What’s empowering about Mrs. Eddy’s discovery is that understanding pain as a belief, rather than a physical condition, opens us up to the idea that pain is not intractable, solid, and all-powerful. Quite the opposite. Pain is nothing more than a belief – a fleeting thought, a misconception, that can be eliminated from consciousness, and thus, from the body.

I discovered this for myself a few years ago when a large portion of my body became covered with an extremely painful skin condition. Since I’d had many other healings through prayer, it was natural for me to approach this situation prayerfully, too. And as I turned to God over several weeks, one idea resonated deeply: that I was God-created, so I had the authority and strength from God to say no to the thoughts of fear and despair that seemed so overwhelming.

As I did this, the terror associated with the enormity of the condition began to subside. But I was still in a lot of discomfort.

I continued to pray, though, and one day, a new idea occurred to me. From studying Science and Health and the Bible, I knew that God, being Spirit, had created me spiritually. So I had to ask myself: How could I, as a spiritual idea conceived by an all-good Creator, ever experience pain? The pain must be nothing more than a belief, as Eddy explained in Science and Health. I realized this meant that I could say no to the thoughts of pain, just as I had said no to  fear and despair.

This was more than some mind-over-matter exercise. I know it was, because the pain was, at times, so intense, that I couldn’t have mustered up the strength to say “no” to it on my own. But as I felt the Christ, the saving power of Love, lifting me up, I felt supported in this protest. Slowly but surely, I found my thoughts turning from the aggressive suggestions of pain and, instead, embracing the reality of God’s love and care for me. Shortly thereafter, the pain left. Soon, I was completely healed.

From my own experiences with healing pain, I’ve come to love this passage from Galatians, which feels like a benediction for our efforts toward eliminating pain, permanently: “Stand fast therefore in the liberty wherewith Christ hath made us free, and be not entangled again with the yoke of bondage” (Galatians 5:1).

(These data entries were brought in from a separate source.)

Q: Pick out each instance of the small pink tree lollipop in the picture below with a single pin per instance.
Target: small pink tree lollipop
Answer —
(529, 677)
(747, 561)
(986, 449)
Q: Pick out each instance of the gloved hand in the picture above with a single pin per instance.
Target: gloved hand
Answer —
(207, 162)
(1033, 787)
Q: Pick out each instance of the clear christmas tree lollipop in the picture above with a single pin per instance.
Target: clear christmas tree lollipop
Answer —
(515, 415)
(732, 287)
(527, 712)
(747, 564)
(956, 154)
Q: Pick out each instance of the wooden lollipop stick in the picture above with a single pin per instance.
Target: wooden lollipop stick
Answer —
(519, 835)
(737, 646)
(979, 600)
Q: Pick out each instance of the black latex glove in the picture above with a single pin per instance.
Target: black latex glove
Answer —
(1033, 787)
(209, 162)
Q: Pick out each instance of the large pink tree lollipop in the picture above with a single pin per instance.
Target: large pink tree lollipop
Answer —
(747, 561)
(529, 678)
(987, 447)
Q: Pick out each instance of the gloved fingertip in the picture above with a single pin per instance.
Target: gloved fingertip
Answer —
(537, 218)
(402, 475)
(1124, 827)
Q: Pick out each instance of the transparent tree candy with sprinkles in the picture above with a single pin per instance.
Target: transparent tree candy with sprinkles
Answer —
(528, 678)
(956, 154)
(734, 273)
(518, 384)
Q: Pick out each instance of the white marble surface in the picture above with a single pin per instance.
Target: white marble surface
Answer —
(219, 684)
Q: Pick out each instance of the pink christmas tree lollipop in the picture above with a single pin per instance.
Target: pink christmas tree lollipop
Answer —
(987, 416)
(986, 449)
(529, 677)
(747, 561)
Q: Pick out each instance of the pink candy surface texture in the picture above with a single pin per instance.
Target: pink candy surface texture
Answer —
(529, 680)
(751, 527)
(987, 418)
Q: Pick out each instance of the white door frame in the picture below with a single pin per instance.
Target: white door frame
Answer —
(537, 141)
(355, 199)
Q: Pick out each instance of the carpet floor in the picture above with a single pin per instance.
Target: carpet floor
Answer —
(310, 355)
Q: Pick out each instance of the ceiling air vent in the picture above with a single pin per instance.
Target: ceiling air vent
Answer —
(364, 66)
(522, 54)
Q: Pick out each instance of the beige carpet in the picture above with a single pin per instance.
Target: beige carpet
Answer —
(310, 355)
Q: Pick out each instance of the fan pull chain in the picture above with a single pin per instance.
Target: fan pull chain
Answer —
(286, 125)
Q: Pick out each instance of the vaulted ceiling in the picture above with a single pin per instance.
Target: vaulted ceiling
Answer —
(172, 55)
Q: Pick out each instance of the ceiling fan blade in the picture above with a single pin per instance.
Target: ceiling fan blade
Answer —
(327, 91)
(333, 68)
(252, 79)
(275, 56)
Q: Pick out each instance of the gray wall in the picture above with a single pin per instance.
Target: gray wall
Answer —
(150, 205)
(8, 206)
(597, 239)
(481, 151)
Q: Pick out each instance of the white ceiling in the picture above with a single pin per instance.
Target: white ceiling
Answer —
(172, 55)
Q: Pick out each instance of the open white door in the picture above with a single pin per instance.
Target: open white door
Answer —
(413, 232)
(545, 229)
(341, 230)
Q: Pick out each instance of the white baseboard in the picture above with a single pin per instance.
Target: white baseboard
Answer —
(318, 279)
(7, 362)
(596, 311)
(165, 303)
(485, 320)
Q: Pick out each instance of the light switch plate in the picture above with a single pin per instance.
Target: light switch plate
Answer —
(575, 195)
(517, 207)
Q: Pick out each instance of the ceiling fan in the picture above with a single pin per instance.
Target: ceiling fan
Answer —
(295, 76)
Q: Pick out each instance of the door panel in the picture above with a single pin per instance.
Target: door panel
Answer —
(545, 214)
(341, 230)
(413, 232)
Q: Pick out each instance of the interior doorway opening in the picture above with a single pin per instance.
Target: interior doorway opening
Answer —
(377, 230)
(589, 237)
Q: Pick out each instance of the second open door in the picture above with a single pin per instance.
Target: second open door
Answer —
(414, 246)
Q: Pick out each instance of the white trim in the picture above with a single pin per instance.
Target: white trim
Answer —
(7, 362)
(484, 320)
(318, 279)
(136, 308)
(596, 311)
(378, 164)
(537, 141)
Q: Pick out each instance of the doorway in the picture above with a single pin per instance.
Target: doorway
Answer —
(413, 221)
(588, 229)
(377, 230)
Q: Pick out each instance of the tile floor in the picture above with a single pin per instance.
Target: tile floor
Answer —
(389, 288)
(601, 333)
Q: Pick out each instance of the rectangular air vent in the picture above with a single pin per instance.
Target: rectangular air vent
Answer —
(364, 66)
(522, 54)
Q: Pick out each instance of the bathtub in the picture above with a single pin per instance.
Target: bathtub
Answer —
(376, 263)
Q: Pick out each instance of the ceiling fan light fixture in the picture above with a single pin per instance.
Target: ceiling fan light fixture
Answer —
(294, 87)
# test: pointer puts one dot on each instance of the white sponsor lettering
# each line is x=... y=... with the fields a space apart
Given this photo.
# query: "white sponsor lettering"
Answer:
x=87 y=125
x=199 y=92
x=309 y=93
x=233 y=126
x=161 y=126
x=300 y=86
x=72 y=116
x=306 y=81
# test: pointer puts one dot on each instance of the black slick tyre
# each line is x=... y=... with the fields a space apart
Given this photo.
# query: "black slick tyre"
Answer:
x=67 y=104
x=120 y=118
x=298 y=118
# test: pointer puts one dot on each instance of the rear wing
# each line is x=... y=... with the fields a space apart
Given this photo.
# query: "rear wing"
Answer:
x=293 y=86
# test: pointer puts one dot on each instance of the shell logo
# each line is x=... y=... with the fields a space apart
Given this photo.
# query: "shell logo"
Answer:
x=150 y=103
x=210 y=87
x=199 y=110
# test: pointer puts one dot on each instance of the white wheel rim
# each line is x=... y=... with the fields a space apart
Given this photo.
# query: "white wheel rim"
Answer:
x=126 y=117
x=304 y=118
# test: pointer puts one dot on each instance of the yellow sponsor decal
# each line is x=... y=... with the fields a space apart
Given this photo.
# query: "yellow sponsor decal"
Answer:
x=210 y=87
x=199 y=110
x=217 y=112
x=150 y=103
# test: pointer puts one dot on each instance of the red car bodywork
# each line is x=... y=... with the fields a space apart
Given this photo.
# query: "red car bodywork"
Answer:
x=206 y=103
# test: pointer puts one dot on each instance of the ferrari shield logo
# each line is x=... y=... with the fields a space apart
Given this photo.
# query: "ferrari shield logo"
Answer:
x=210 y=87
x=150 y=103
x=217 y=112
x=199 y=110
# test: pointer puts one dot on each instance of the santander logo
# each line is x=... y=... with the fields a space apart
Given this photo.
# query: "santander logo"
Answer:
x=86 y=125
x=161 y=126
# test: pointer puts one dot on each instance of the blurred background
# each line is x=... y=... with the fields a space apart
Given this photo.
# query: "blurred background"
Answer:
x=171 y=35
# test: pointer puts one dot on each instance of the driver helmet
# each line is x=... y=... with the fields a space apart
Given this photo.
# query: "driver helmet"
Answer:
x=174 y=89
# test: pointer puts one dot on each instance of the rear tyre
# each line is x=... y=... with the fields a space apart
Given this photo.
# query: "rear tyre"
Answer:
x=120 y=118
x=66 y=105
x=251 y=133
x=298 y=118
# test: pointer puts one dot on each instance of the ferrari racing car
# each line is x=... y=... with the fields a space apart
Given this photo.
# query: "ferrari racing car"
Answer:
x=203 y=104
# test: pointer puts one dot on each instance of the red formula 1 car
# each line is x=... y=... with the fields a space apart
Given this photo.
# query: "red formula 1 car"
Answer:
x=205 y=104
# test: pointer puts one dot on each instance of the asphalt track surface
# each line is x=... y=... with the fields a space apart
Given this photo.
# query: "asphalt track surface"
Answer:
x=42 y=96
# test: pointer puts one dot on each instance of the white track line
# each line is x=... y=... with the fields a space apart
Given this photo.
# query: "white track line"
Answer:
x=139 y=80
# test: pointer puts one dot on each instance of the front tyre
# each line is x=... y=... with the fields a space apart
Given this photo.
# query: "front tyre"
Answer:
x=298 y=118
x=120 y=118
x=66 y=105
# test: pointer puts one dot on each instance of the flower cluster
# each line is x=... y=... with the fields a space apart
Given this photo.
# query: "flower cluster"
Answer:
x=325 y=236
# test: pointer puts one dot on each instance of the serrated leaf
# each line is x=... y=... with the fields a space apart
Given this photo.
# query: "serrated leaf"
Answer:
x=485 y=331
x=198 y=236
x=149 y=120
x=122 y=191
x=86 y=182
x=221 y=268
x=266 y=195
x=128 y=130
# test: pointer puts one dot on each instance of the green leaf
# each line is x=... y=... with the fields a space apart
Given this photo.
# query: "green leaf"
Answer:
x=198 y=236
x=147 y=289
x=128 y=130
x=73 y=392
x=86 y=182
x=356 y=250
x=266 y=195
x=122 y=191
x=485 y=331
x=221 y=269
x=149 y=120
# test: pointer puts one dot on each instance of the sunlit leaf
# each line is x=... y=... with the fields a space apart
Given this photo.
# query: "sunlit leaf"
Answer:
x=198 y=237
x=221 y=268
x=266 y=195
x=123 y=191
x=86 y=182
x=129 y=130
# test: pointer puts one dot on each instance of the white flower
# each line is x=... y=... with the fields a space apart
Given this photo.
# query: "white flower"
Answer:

To me that’s a promise that we all have a right to be free from pain. God made us to be free. He didn’t create some of us with a mind that’s specially wired to “wander” from pain, and others who are destined to live in the bondage of unrelenting discomfort. Our God is so good that He created each of us with the authority to stand up to the belief of pain, thereby destroying it. And He gave us a Savior – the Christ, that saving power of Love – to hold us up as we do.